ETO Magnetic produces several million parts for the automotive industry, where component traceability is a fundamental quality and compliance requirement. The company relies on laser-etched and dot peen 2D codes as individual fingerprints for each part — but dot peen codes on metal components proved consistently problematic. Thermal and mechanical distortion during production damaged the tiny 6×6 mm identification areas, and tool wear in the stamping process caused inconsistent impression depths and angles across marking points. Legacy code readers failed on up to 4% of these codes, and any unreadable code was automatically treated as a reject. Across a plant handling several million parts, this pseudo-failure rate represented a significant and unnecessary source of production waste.
ETO Magnetic deployed Cognex In-Sight vision systems equipped with IDMax data matrix code reading software, built on Cognex's PatMax geometry-based recognition technology. The core technical challenge was that conventional readers attempted to read dot peen marks the same way as printed codes — an approach that broke down on reflective, distorted metal surfaces. Cognex engineers introduced flat white lighting to uniformly illuminate the highly reflective areas, causing dot peen impressions to register as distinct black spots rather than ambiguous reflections. The In-Sight platform's integrated architecture — combining camera, lighting, ID software, processor, and communications interface in a single unit — reduced integration complexity and simplified line-side deployment. The system was rolled out across manufacturing lines at four facilities in Germany, Poland, China, and the United States, establishing a continuous traceability monitoring network across ETO Magnetic's global production footprint.

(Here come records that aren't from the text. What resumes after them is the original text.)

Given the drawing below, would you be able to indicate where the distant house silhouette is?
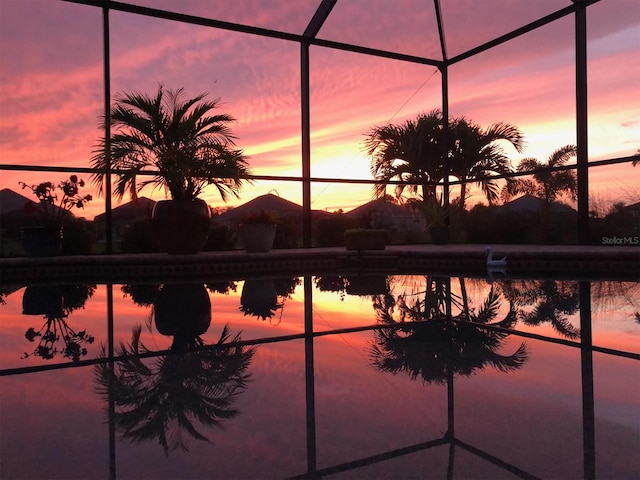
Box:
[93,197,156,242]
[0,188,68,231]
[215,193,329,227]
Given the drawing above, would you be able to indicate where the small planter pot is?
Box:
[152,198,211,254]
[344,228,387,250]
[22,285,64,318]
[20,227,62,257]
[240,279,281,320]
[429,225,449,245]
[238,223,278,253]
[154,284,211,344]
[346,275,389,296]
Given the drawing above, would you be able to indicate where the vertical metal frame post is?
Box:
[573,0,590,245]
[102,5,113,253]
[300,43,311,248]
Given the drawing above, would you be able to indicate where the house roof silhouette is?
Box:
[94,197,156,222]
[216,193,328,224]
[497,195,576,213]
[0,188,32,215]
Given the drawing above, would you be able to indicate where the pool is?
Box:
[0,249,640,479]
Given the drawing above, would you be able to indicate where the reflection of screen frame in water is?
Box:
[2,249,640,478]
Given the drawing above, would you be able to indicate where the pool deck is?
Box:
[0,244,640,285]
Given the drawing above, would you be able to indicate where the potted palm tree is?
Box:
[238,210,278,253]
[92,85,249,253]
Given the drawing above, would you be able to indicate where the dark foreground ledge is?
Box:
[0,245,640,285]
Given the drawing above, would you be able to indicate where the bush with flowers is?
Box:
[18,175,93,228]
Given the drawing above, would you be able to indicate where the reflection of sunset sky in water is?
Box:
[0,0,640,214]
[0,276,640,478]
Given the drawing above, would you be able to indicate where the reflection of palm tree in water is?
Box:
[96,286,255,455]
[502,280,580,340]
[22,285,96,362]
[370,281,527,384]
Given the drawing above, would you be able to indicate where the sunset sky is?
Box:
[0,0,640,217]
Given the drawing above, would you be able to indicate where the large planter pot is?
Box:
[20,227,62,257]
[238,223,278,252]
[152,198,211,254]
[153,284,211,343]
[22,285,64,318]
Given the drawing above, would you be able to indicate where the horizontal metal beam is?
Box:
[446,0,600,65]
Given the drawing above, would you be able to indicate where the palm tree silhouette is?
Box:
[370,286,527,384]
[501,145,578,203]
[364,110,524,208]
[449,117,524,209]
[95,326,255,455]
[22,285,96,362]
[364,110,444,201]
[502,280,580,340]
[92,85,248,201]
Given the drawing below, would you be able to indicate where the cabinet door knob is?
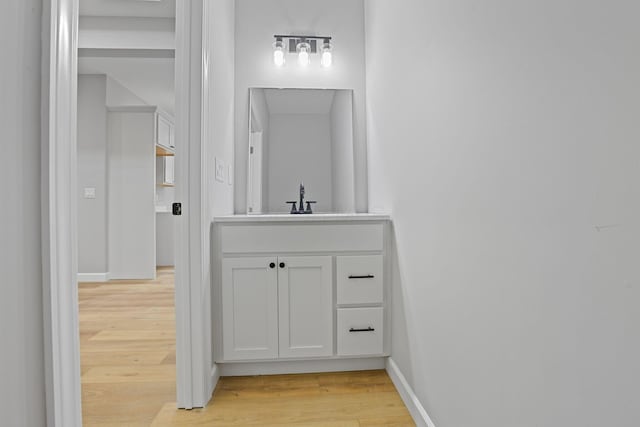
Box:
[349,326,375,332]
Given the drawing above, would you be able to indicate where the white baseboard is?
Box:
[207,363,220,402]
[218,357,385,377]
[78,273,109,282]
[387,358,436,427]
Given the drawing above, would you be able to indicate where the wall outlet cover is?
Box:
[216,157,224,182]
[84,187,96,199]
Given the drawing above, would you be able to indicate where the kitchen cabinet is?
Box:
[159,156,175,186]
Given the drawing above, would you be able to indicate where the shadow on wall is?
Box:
[390,223,417,389]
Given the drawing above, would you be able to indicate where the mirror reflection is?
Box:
[247,88,355,214]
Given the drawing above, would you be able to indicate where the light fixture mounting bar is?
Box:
[273,34,331,53]
[273,34,331,40]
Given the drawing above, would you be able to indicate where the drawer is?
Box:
[337,307,384,356]
[336,255,384,304]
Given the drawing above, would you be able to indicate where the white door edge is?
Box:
[42,0,213,427]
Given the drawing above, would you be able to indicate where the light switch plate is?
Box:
[84,187,96,199]
[216,157,224,182]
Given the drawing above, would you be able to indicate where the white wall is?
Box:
[107,107,156,279]
[0,0,46,426]
[235,0,367,213]
[265,114,333,213]
[366,0,640,427]
[105,76,149,107]
[250,89,269,209]
[331,90,355,212]
[78,75,109,275]
[202,0,236,394]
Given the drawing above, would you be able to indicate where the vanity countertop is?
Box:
[213,213,391,223]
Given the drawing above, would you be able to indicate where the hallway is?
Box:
[79,269,414,427]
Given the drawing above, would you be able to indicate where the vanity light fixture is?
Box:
[320,39,333,68]
[273,37,285,67]
[296,39,311,67]
[273,34,333,68]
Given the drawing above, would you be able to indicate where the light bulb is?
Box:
[298,46,309,67]
[273,47,284,67]
[273,38,284,67]
[320,39,333,68]
[321,50,333,68]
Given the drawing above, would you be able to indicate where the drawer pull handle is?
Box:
[349,326,375,332]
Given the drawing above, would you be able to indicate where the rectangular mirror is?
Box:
[247,88,355,214]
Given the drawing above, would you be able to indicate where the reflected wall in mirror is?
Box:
[247,88,355,214]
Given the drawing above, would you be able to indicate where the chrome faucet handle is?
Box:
[287,201,298,214]
[304,200,318,213]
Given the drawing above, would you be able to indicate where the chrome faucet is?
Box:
[287,182,316,215]
[298,182,304,211]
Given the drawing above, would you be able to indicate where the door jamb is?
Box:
[42,0,213,427]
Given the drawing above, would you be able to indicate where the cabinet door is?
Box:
[278,256,333,357]
[169,123,176,149]
[222,257,278,360]
[156,114,173,148]
[162,156,175,185]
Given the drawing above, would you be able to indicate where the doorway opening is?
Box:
[77,0,180,425]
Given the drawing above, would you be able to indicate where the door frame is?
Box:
[41,0,212,427]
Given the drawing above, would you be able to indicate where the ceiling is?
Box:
[80,0,176,18]
[78,57,175,115]
[78,0,180,115]
[264,89,335,114]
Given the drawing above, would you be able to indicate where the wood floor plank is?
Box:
[78,269,414,427]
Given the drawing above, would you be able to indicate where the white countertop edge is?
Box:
[213,213,391,223]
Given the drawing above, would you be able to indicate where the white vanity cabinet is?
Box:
[212,214,390,374]
[222,256,333,360]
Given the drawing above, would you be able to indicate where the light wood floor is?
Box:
[79,269,414,427]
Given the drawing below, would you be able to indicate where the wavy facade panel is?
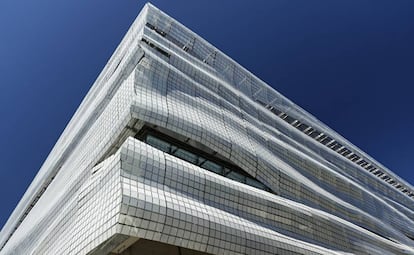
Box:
[0,4,414,254]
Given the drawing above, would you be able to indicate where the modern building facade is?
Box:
[0,4,414,255]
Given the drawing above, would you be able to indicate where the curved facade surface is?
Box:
[0,4,414,254]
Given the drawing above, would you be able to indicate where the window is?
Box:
[141,129,272,192]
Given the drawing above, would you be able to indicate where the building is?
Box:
[0,4,414,255]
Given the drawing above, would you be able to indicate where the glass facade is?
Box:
[0,4,414,255]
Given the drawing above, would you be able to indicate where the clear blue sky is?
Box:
[0,0,414,229]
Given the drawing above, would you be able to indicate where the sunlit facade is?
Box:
[0,4,414,255]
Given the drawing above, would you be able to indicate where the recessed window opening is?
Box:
[138,129,273,193]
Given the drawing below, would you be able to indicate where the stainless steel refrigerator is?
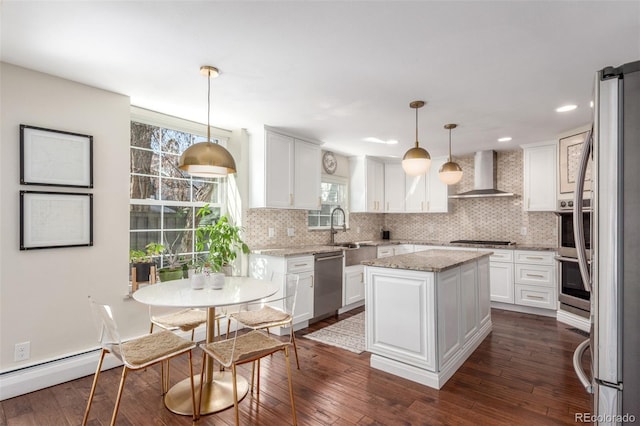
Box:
[573,61,640,425]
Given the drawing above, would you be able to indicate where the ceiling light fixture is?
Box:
[438,124,463,185]
[556,104,578,112]
[402,101,431,176]
[178,65,236,178]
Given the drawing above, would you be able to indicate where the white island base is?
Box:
[365,250,492,389]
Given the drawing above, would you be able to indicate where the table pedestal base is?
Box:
[164,371,249,416]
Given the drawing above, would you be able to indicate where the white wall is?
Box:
[0,63,148,388]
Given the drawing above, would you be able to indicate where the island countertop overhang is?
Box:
[362,250,493,272]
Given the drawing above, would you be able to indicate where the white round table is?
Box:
[133,277,278,416]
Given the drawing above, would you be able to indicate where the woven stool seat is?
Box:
[200,331,289,365]
[111,331,195,369]
[151,309,207,331]
[231,305,291,328]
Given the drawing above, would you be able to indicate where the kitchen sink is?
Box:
[334,243,360,248]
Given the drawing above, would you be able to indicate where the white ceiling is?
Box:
[1,0,640,157]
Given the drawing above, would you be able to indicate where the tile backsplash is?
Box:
[245,150,558,248]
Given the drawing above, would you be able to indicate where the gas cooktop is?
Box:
[449,240,515,246]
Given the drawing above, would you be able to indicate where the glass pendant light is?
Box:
[438,124,462,185]
[402,101,431,176]
[178,65,236,178]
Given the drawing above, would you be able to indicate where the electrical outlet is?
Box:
[13,342,31,361]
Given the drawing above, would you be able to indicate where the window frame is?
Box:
[129,106,231,268]
[307,173,350,231]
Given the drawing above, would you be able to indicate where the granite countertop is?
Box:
[362,250,492,272]
[251,240,558,257]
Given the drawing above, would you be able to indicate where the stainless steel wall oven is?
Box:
[556,200,591,318]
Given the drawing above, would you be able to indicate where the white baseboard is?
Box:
[491,302,556,318]
[556,310,591,333]
[0,324,206,401]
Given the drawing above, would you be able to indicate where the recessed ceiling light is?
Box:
[556,104,578,112]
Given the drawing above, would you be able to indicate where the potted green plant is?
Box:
[196,204,249,272]
[129,242,164,282]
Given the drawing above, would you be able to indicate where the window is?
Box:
[129,109,231,267]
[308,175,349,229]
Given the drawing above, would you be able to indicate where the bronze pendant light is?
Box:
[402,101,431,176]
[178,65,236,178]
[438,124,462,185]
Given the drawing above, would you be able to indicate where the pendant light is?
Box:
[402,101,431,176]
[438,124,462,185]
[178,65,236,178]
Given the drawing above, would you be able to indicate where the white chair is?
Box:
[198,316,298,426]
[227,274,300,370]
[82,298,198,425]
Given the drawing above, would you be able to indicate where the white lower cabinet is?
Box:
[489,249,515,303]
[249,254,314,335]
[365,257,491,389]
[514,250,558,309]
[342,265,364,306]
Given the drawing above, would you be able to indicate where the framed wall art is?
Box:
[20,191,93,250]
[559,132,591,194]
[20,124,93,188]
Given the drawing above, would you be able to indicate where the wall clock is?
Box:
[322,151,338,175]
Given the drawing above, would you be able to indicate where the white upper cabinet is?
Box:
[265,132,295,208]
[293,139,321,210]
[405,157,449,213]
[384,163,405,213]
[522,142,558,212]
[349,157,385,213]
[250,130,321,210]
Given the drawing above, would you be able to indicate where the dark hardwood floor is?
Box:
[0,309,591,426]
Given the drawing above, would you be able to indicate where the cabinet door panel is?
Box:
[343,266,364,306]
[293,272,314,324]
[293,140,321,210]
[489,262,513,303]
[405,175,427,212]
[523,144,558,211]
[384,163,405,213]
[436,268,462,369]
[265,132,294,208]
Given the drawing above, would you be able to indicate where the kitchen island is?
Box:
[362,250,492,389]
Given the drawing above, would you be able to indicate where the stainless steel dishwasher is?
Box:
[310,250,344,322]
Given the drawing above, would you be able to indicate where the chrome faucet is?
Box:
[331,206,347,244]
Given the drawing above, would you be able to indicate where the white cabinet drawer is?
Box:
[515,250,555,265]
[515,263,556,287]
[515,284,557,310]
[287,256,313,274]
[488,249,513,262]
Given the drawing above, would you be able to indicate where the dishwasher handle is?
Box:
[316,254,344,262]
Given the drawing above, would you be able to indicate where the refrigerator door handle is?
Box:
[573,339,594,393]
[573,127,593,293]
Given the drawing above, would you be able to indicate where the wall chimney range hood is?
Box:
[449,150,515,198]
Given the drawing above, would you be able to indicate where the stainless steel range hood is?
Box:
[449,151,515,198]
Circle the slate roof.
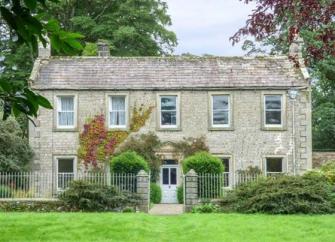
[31,56,308,90]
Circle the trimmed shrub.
[111,151,149,174]
[182,151,224,174]
[118,132,161,182]
[192,203,219,213]
[0,185,13,198]
[59,181,138,211]
[177,186,184,204]
[218,175,335,214]
[150,183,162,204]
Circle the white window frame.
[263,93,285,128]
[210,93,231,128]
[56,94,77,129]
[54,155,77,191]
[107,93,129,129]
[157,93,180,129]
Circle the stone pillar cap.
[186,169,197,176]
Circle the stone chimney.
[38,37,51,59]
[289,34,304,60]
[97,41,110,57]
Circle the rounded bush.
[320,160,335,184]
[177,186,184,204]
[111,151,149,174]
[182,152,224,173]
[219,176,335,214]
[150,183,162,204]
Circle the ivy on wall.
[78,105,153,169]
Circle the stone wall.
[29,90,312,173]
[313,151,335,168]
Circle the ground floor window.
[265,157,284,176]
[57,157,75,190]
[220,157,232,187]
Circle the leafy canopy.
[0,0,83,119]
[48,0,177,56]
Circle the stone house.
[29,40,312,202]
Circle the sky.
[166,0,253,56]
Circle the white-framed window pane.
[212,95,229,110]
[111,96,126,111]
[109,96,126,126]
[60,96,74,111]
[161,96,177,110]
[161,111,177,125]
[213,110,229,125]
[264,95,282,125]
[58,158,74,173]
[58,96,74,127]
[110,111,126,126]
[58,111,74,126]
[265,111,281,125]
[212,95,229,125]
[266,158,283,173]
[265,95,281,110]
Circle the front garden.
[0,213,335,242]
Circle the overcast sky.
[166,0,253,56]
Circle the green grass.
[0,213,335,242]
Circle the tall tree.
[231,0,335,150]
[49,0,177,56]
[0,0,82,119]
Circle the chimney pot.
[38,37,51,58]
[289,34,304,59]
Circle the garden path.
[149,203,184,215]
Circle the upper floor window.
[109,96,127,128]
[265,157,284,176]
[211,95,230,127]
[57,96,75,128]
[159,95,179,128]
[264,95,283,127]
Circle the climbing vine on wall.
[78,105,152,169]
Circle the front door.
[160,165,178,203]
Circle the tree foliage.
[236,0,335,150]
[0,0,82,119]
[231,0,335,60]
[49,0,177,56]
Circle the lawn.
[0,213,335,242]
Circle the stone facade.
[313,151,335,168]
[29,88,312,173]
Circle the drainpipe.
[288,88,299,176]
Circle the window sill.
[157,127,181,132]
[262,126,287,131]
[52,128,78,132]
[208,126,235,131]
[107,127,129,131]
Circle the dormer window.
[109,95,127,128]
[57,95,76,129]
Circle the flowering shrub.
[78,106,152,169]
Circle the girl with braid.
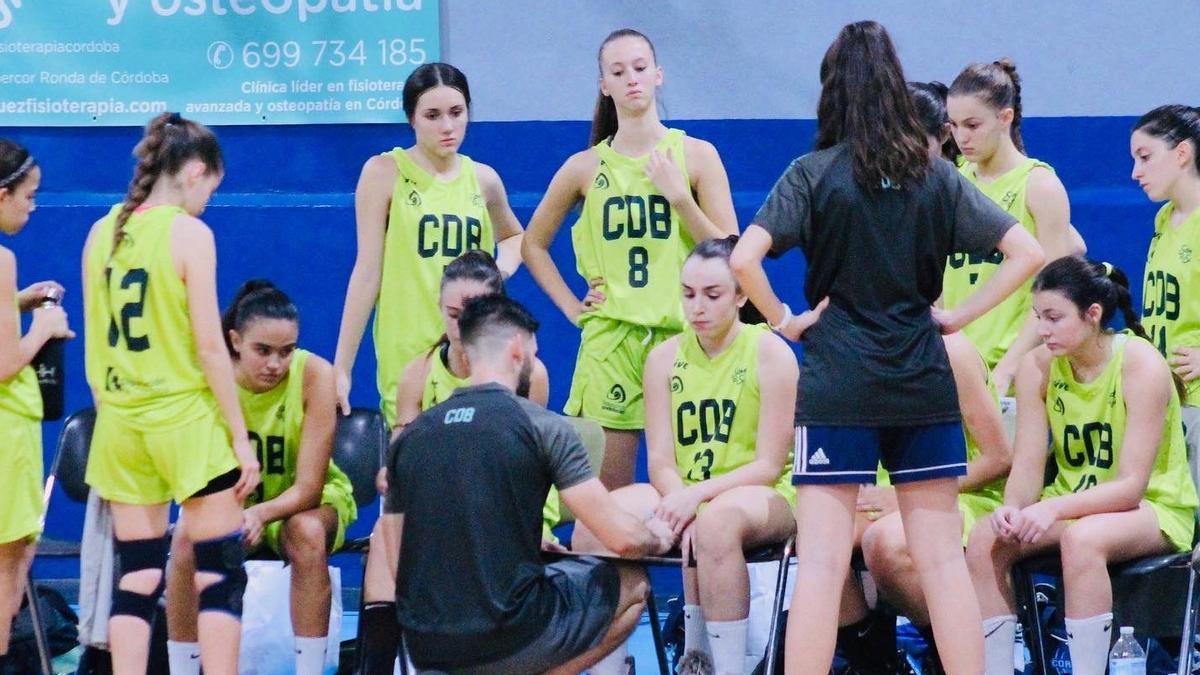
[83,113,258,675]
[0,139,74,671]
[967,256,1196,675]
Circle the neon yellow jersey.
[84,204,212,425]
[374,148,496,426]
[571,129,695,331]
[1044,333,1196,521]
[421,345,470,411]
[238,350,358,520]
[0,300,42,419]
[942,159,1054,368]
[421,345,560,542]
[671,324,796,503]
[1141,202,1200,405]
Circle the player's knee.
[112,537,169,623]
[696,501,744,558]
[1058,522,1104,575]
[193,532,246,619]
[283,513,329,567]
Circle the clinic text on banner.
[0,0,440,126]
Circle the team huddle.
[0,22,1200,675]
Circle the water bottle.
[30,288,66,420]
[1109,626,1146,675]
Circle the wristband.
[768,303,796,333]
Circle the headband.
[0,155,34,189]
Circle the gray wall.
[442,0,1200,120]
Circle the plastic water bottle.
[1109,626,1146,675]
[30,289,65,420]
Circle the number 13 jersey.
[571,129,695,330]
[84,204,211,423]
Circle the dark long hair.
[113,113,224,253]
[0,138,37,192]
[1033,256,1187,401]
[816,22,930,189]
[684,234,767,324]
[588,28,659,148]
[221,279,300,359]
[908,80,961,162]
[402,62,470,121]
[1133,104,1200,172]
[950,56,1025,154]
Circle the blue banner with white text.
[0,0,440,126]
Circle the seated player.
[572,237,798,675]
[167,280,356,675]
[967,257,1196,675]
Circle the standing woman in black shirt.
[731,22,1042,674]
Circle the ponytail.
[588,28,658,148]
[109,113,224,256]
[1033,256,1187,401]
[949,56,1025,154]
[221,279,300,359]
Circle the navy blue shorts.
[792,422,967,485]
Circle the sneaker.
[676,650,715,675]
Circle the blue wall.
[7,117,1156,581]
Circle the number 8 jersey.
[571,129,695,330]
[1043,333,1196,551]
[84,204,211,415]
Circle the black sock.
[838,613,896,673]
[359,602,400,675]
[913,623,942,668]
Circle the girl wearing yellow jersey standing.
[572,237,798,675]
[167,280,356,675]
[83,113,258,675]
[942,59,1084,396]
[359,251,549,673]
[334,64,521,426]
[1129,106,1200,478]
[521,29,737,489]
[0,138,74,670]
[967,257,1196,675]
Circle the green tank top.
[374,148,496,426]
[1045,333,1196,509]
[0,299,42,419]
[571,129,695,330]
[84,204,215,424]
[421,345,470,411]
[671,324,792,496]
[1141,202,1200,405]
[238,350,356,520]
[942,159,1054,368]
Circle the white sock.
[683,604,713,656]
[983,614,1016,675]
[706,619,750,675]
[167,640,200,675]
[588,643,629,675]
[295,635,329,675]
[1066,611,1112,675]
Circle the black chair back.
[332,407,388,508]
[50,401,96,503]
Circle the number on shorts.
[629,246,650,288]
[107,268,150,352]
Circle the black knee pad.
[192,531,246,619]
[110,537,170,623]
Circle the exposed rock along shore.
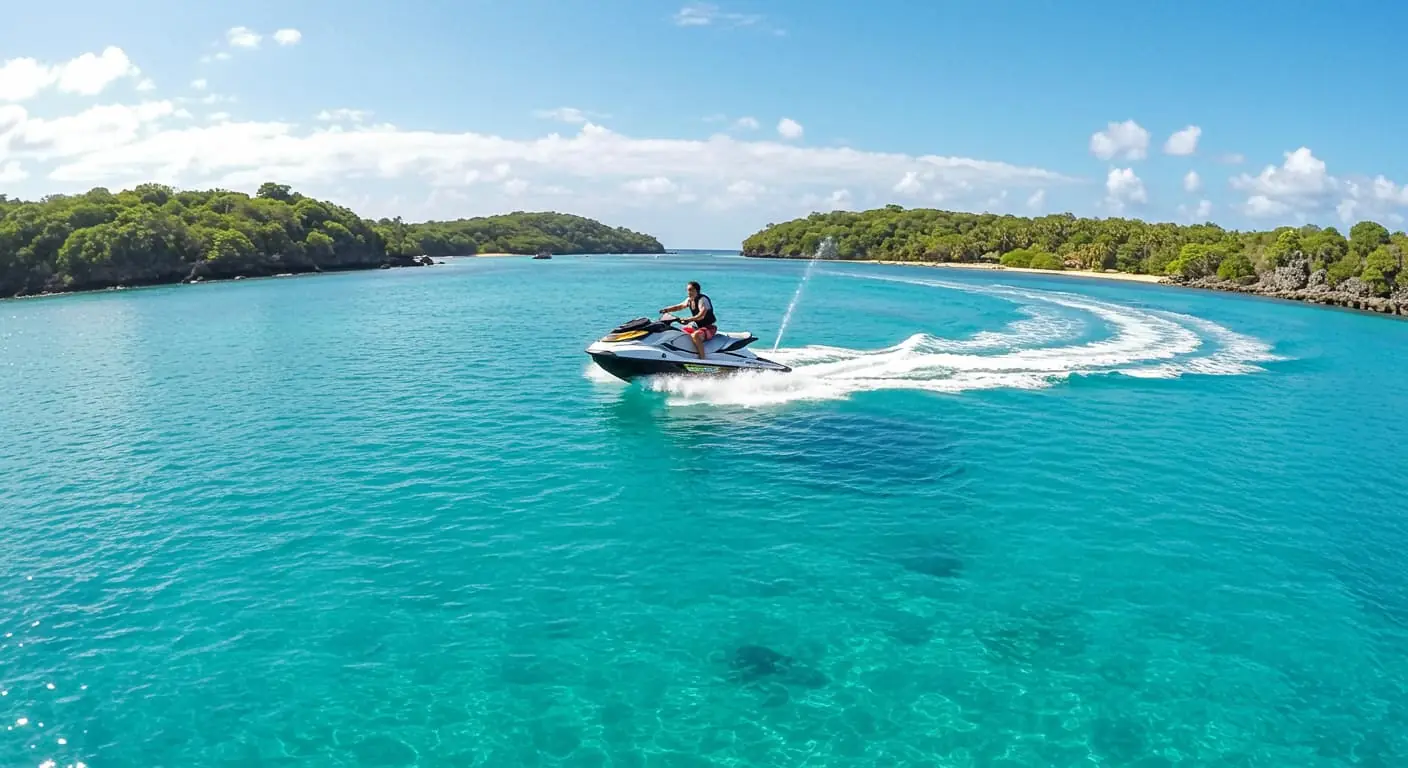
[1163,259,1408,317]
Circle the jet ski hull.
[587,351,791,382]
[586,318,791,382]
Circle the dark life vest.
[690,293,718,328]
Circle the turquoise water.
[0,256,1408,768]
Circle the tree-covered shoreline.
[742,206,1408,316]
[0,182,665,297]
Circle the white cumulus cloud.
[621,176,679,196]
[673,3,787,37]
[1178,200,1212,224]
[0,45,141,101]
[1163,125,1202,155]
[317,109,372,123]
[1105,168,1149,216]
[1090,120,1149,161]
[225,27,263,48]
[894,171,924,196]
[1232,147,1339,217]
[534,107,610,125]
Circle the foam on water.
[646,275,1280,406]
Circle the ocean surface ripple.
[0,256,1408,768]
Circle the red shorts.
[684,326,718,341]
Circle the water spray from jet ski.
[773,235,836,352]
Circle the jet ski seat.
[667,331,758,357]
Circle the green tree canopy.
[0,182,665,297]
[743,206,1408,290]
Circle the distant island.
[742,206,1408,317]
[0,182,665,297]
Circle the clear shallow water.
[0,256,1408,768]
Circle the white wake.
[611,275,1280,406]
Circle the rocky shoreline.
[1162,259,1408,317]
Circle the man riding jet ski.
[587,280,791,380]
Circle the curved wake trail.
[633,275,1281,406]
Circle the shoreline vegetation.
[0,182,665,299]
[742,204,1408,317]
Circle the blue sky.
[0,0,1408,247]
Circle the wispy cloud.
[225,27,263,48]
[674,3,787,37]
[532,107,611,125]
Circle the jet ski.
[587,314,791,382]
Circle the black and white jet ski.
[587,314,791,380]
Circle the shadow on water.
[724,644,831,706]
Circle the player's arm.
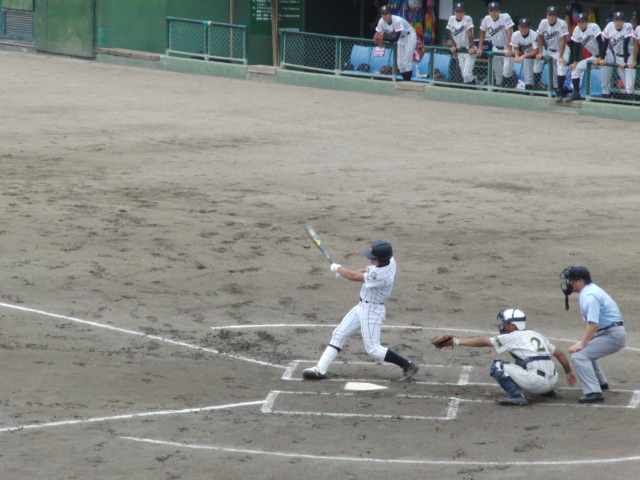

The primary outcome was a near-elimination of pseudo-failures: the code read failure rate fell from 4% to approximately 0%, removing an entire class of false rejects from high-volume production. Beyond the headline metric, ETO Magnetic built traceability that exceeded its customers' own requirements — tracking every part through all individual sub-components, down to the delivered loads of copper wire used in electromagnetic windings. This depth of visibility enabled early detection and correction of process and material faults before defects could propagate downstream.